I dropped the rope and ran round the side after the boys. They were throwing stones at each other across the burn and when George saw me he burst into the brruumm-brruumm of the killer bee bombers, then ack-ack-ack and whee-boom-crash so I turned back and left them, but not before I’d had a good look at the burn and the path which rose beside it into the trees.

Miss Read came out just then jangling the bell to call us all in and I found myself at the front of the line.

‘Leonora,’ she said with a smile. ‘What a lovely hat!’

‘Thank you, Miss Write,’ I said.

‘Read,’ she said.

‘Pardon?’

‘Miss Read,’ she said and smiled.

‘Sorry, Miss Read,’ I said, and blushed in case she thought I’d done it on purpose.

The afternoon was spent reading. We went round the class reading a bit each and I discovered that I was better at it than George. Why are boys so stupid? Bad George had to be helped to read by Dougie who was sharing a desk with him, but at least he had the grace to be embarrassed, hiding behind his book. Miss Read sent someone out for sniggering at him and I wondered where she was sending them and why she didn’t go round the room with a ruler for people’s knuckles like Miss Weatherbeaten did.

And I wondered, with a pang of guilt (I’d forgotten her for a whole morning), whether Mavis would ever come here. I fumbled at my side where I’d tied the shoe onto the belt underneath my dress so no-one would see it. (It made a bit of a lump.)

‘Leonora!’

‘Yes, Miss Read?’

‘Welcome back. We are at the third paragraph on page ten.’

‘Yes, Miss.’

She didn’t raise her voice, or even scowl. She was sweetness and politeness throughout and when I’d finished reading the third paragraph on page ten she said, ‘Thank you, Leonora.’ I wished my mum was a school teacher and not a machinist lying in bed with a foot missing.

What a terrible person I was to have thought that, with my poor mum all alone in a hospital bed and not even allowed to have me as her visitor. I wished my hat wasn’t out on its peg so that I could hide inside it and think my secret thoughts.
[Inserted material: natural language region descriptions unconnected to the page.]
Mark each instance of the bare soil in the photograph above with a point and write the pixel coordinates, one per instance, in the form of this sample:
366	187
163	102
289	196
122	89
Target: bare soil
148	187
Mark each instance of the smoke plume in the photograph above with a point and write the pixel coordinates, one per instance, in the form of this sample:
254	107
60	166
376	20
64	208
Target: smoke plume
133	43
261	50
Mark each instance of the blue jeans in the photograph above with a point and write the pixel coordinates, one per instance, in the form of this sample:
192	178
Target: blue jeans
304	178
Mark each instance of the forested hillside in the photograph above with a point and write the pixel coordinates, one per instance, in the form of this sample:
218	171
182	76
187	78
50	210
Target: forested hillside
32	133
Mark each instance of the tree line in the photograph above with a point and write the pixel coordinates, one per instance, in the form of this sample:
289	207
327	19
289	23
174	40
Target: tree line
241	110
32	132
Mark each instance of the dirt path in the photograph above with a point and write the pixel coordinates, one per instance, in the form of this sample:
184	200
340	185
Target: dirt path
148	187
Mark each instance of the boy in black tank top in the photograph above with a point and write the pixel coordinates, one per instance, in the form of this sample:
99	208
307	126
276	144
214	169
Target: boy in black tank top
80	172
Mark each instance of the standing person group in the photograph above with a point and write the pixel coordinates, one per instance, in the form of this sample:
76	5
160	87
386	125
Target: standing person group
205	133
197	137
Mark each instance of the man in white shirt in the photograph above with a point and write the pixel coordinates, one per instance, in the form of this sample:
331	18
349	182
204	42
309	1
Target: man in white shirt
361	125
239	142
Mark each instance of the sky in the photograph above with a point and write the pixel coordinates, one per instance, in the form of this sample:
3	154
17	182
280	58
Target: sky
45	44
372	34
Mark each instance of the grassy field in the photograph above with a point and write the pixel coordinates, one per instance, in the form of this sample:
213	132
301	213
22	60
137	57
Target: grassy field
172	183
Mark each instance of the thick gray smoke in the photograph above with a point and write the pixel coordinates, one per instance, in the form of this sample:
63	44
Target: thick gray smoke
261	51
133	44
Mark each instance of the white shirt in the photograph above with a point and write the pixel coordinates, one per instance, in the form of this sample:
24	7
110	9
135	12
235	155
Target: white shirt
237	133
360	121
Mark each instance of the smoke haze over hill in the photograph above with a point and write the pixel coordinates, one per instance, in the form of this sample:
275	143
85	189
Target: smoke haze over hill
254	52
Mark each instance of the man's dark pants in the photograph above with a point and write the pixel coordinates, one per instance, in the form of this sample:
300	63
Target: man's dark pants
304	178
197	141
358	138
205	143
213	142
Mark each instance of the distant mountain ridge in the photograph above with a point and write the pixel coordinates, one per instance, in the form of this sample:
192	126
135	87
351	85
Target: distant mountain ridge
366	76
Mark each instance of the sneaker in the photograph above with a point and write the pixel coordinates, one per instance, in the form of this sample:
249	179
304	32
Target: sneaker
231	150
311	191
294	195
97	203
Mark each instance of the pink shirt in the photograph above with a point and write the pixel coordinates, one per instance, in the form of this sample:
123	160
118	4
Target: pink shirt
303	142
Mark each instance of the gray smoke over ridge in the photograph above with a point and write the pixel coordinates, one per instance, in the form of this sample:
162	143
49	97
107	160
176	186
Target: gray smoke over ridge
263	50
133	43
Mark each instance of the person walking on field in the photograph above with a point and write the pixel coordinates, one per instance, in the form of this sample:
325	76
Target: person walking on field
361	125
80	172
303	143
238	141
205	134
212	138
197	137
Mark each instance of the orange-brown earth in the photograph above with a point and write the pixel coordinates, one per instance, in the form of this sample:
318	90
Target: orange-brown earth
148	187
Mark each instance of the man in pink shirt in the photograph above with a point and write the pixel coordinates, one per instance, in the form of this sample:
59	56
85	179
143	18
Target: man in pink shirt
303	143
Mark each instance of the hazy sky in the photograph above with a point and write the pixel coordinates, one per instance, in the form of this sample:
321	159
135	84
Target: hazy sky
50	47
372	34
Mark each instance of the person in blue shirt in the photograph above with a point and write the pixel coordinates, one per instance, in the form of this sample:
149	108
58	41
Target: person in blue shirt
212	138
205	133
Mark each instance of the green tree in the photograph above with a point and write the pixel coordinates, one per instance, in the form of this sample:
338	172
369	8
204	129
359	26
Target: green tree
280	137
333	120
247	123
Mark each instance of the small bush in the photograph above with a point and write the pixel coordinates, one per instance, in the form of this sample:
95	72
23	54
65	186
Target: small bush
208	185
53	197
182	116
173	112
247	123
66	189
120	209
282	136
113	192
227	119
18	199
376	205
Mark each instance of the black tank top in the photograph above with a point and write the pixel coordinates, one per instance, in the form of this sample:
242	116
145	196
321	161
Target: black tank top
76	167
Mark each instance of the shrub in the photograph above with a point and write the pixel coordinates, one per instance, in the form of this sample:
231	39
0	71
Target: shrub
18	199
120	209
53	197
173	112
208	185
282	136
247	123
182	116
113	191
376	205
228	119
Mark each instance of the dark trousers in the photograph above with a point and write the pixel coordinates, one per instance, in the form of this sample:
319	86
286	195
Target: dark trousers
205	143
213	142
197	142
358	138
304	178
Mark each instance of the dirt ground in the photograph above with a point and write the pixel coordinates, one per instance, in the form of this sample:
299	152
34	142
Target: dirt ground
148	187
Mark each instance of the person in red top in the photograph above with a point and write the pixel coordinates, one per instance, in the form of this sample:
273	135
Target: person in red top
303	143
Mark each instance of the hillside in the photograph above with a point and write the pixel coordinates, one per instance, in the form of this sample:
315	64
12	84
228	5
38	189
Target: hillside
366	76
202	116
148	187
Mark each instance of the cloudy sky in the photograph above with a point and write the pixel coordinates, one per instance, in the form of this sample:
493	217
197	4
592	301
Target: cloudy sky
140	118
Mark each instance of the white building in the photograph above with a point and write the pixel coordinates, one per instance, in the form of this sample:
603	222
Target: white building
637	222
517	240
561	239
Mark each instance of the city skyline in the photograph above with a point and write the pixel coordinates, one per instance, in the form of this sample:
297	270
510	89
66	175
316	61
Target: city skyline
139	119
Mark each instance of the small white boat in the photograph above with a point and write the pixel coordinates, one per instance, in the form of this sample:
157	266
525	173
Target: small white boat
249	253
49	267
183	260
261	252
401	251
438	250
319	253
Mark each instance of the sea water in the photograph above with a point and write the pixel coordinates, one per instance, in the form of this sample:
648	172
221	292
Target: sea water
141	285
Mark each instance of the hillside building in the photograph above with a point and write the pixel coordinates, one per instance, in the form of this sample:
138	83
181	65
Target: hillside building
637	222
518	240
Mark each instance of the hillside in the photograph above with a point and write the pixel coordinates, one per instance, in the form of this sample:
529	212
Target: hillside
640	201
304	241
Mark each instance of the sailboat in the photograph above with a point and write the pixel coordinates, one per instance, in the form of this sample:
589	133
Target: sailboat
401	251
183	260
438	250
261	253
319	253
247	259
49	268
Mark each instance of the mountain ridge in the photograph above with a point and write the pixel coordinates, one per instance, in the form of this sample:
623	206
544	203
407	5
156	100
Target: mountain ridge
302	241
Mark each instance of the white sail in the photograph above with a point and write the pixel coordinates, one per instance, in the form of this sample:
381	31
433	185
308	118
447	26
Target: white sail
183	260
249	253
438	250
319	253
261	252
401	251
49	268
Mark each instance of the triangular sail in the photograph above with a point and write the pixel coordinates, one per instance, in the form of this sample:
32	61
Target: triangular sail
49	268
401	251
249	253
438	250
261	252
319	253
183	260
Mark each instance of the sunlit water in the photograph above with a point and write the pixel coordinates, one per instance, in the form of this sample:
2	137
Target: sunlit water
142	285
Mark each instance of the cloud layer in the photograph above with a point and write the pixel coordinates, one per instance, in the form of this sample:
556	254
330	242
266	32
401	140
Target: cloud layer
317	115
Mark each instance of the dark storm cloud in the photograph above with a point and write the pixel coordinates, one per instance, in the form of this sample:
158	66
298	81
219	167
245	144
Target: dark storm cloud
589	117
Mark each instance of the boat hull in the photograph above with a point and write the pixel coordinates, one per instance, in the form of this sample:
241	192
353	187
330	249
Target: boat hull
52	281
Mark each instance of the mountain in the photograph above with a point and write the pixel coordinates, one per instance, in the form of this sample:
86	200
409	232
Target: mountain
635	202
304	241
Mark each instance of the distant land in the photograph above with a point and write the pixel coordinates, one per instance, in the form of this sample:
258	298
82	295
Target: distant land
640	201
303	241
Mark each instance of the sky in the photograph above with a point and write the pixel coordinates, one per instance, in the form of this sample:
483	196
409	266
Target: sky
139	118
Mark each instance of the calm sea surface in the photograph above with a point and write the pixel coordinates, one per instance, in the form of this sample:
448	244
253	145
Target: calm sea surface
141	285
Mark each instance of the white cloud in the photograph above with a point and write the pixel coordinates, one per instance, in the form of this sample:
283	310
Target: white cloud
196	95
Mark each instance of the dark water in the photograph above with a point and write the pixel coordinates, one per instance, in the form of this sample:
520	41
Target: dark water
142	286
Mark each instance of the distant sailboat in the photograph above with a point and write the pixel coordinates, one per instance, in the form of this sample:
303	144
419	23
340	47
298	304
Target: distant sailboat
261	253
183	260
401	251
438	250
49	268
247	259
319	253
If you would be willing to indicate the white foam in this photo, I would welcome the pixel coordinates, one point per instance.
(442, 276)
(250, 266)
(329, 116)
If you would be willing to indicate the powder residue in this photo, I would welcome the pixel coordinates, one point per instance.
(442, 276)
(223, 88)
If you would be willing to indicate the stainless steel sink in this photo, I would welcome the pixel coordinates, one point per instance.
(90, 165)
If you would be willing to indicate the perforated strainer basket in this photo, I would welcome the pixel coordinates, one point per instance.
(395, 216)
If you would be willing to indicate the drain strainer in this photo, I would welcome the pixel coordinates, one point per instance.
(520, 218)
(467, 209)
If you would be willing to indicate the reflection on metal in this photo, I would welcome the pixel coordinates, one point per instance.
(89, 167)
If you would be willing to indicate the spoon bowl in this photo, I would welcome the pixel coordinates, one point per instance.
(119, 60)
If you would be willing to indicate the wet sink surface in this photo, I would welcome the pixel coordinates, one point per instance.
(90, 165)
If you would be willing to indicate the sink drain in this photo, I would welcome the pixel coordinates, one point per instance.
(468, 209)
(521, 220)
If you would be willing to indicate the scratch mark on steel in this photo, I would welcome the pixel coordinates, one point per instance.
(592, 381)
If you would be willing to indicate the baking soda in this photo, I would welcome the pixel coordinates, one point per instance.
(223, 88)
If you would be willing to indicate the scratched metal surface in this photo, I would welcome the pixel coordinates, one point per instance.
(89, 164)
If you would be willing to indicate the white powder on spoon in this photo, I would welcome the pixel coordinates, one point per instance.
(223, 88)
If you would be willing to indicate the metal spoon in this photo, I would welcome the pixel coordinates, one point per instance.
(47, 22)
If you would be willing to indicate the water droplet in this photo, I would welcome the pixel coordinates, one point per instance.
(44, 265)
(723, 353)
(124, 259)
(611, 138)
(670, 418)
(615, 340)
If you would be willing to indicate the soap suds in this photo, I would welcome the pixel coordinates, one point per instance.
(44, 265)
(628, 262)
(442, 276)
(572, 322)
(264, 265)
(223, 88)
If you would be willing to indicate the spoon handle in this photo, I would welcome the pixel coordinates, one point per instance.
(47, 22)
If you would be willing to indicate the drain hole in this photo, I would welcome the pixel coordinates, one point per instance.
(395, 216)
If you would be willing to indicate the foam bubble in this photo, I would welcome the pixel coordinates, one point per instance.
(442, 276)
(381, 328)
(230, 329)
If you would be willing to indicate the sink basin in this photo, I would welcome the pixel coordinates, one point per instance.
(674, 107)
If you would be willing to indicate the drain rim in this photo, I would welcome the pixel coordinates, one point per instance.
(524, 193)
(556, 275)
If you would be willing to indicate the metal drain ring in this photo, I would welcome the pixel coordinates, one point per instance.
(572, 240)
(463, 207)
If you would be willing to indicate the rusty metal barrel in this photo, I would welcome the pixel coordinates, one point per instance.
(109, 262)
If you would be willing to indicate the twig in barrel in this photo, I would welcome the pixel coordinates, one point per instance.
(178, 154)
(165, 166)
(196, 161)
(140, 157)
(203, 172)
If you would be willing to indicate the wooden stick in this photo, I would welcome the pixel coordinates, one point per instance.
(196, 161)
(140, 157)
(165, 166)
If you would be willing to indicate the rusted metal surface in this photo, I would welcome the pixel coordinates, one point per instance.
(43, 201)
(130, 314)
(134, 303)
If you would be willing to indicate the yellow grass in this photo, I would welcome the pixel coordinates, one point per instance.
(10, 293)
Suddenly this nice school with its songs and skipping ropes didn’t seem such a nice place to be after all and I wished I was outside climbing up the hill over to Clydebank.

‘Leonora!’

‘Yes, Miss Read?’

‘First paragraph, page seventeen.’

‘Yes, Miss Read.’

I got halfway through before the page blurred behind my tears.

‘Josie, could you finish the paragraph for us please?’

Miss Read took her glasses off her nose and handed me a clean white handkerchief she had up her sleeve, and even though this other girl read the rest of my paragraph, no-one in the room was paying her any attention because they were all staring at me, George included.

‘Let’s read the rest of it together. There’s only a couple more paragraphs,’ said Miss Read. She gave my hand a little stroke, as if I was a cat, and returned to the front of the class, tossing her glasses onto her nose as she went. I managed the last two lines along with everyone else, then she clapped her hands and said ‘Home time!’ and my first day at Craigton was over.